Kazakh prime minister resigns

Currency devaluations have hit Kazakh consumers

Kazakhstan's Prime Minister for the past two years, Nurlan Balgimbayev, has resigned a week before parliamentary elections are due.

Foreign Minister Kasymzhomart Tokayev will replace him and has 10 days in which to announce a new government team.

Mr Balgimbayev said he had spoken to Kazakh President Nursultan Nazarbayev on Thursday, and told him that the government needed new blood.


The BBC's Louise Hidalgo in Almaty: President Nazarbayev's scapegoat resigns
A government spokesman said that Mr Balgimbayev's resignation was motivated by "personal reasons".

In a country where President Nazarbayev enjoys sweeping executive powers over the government and parliament, Mr Balgimbayev's exit is unlikely to cause a marked change in Kazakhstan's political landscape.

Return to old job

The outgoing prime minister said he "managed to persuade the president that very important tasks faced Kazakhstan's oil and gas sector".

Mr Balgimbayev said he was returning to head the national oil and gas company Kazakhoil, the job he had been doing until 1997 when he was appointed prime minister.

He is widely expected to adopt a cautious approach towards foreign investors.

Links to West

Mr Tokayev has been foreign minister since October 1994.

The 46-year-old career diplomat has helped Kazakhstan build ties with the West, particularly the United States, while at the same time moving cautiously closer to neighbouring China and keeping good relations with Moscow.

He has maintained a high profile in recent months, seeking to play down an embarrassing arms scandal which revealed that Kazakhstan had sold MiG jet fighters to international pariah North Korea.

Economic pain

Mr Balgimbayev, 51, had been under mounting pressure since the start of the year as the economy of the resource-rich but impoverished state of 15 million people went into sharp decline.

He had to force two painful budget revisions through a reluctant parliament and announced in April that the national currency - the tenge - was being devalued, leading to a sharp drop in people's standard of living.

The Kazakh economy contracted 2.5% last year and is expected to decline 1.5% in 1999.

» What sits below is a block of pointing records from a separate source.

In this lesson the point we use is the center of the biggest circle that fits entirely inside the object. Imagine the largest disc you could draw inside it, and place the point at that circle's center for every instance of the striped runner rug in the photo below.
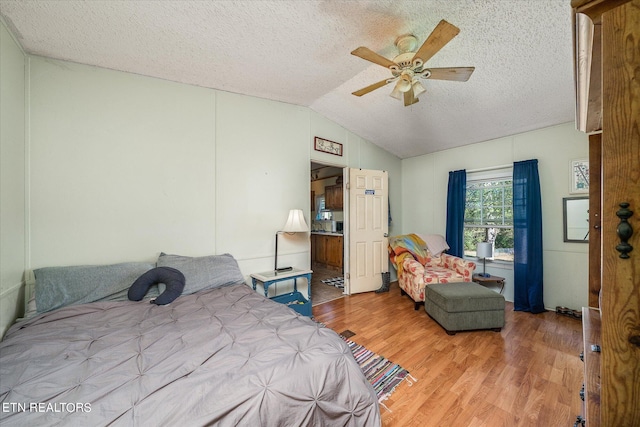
(383, 374)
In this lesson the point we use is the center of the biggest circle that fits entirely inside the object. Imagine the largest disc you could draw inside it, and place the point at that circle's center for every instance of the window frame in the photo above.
(494, 174)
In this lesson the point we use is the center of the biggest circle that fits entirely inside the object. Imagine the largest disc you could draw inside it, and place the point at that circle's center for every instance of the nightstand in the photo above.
(482, 280)
(295, 299)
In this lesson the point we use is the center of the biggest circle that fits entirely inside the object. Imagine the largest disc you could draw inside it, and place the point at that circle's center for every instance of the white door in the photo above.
(368, 228)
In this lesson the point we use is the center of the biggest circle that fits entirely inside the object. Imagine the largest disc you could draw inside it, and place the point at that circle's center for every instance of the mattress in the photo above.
(225, 356)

From 1994 to 1997 Kazakhstan, a former Soviet republic, privatised more than half of its state property, opening its vast oil, gas and mineral reserves to foreign investors.


[ image: President Nazarbayev has been keen to encourage investment]
President Nazarbayev has been keen to encourage investment
However, the policy has brought fewer benefits than expected. Falling world commodity prices have reduced returns, and logistical problems has limited exports. Kazakhstan is a land-locked country and so far it has not completed any new pipelines, leaving it reliant on old routes through Russia.

Mr Balgimbayev has become increasingly opposed to selling strategic enterprises to foreigners, while President Nazarbayev has remained keen to encourage international investment.

President Nazarbayev won a new seven-year term in January.

His main opponent, Akezhan Kazhegeldin, whom Mr Balgimbayev had replaced as prime minister two years ago, was barred from running on a legal technicality.